Dzisiaj koty miały trochę otwarte drzwi i w efekcie Festek przemieścił się do sypialni. Był na łóżku i władował się też na szafę. Koty się w związku z tym widziały. Reakcja Pafnusia to poszukiwanie miski nowego kolegi :? Poza tym absolutny brak przejęcia.
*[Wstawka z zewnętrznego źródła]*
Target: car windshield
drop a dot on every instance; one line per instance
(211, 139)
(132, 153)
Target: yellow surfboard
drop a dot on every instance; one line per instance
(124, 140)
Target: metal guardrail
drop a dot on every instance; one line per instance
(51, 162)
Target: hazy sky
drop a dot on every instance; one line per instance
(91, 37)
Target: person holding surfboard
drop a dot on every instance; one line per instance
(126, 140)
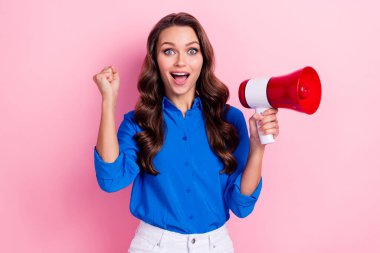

Ciekawska troszkę na niego naburczała (jak na histeryczkę przystało), ale wyszła z sypialni z ogonem w górze i pozwoliła się potem głaskać, więc powinno być ok.

Festek chyba potrzebuje kociego towarzystwa, bo rozgadał się do tych naszych kotów jak nie wiem.. Miaukoli nawet przez zamknięte drzwi sypialni.. Powolutku chyba będziemy go zatem wprowadzać do stada. Oby się udało!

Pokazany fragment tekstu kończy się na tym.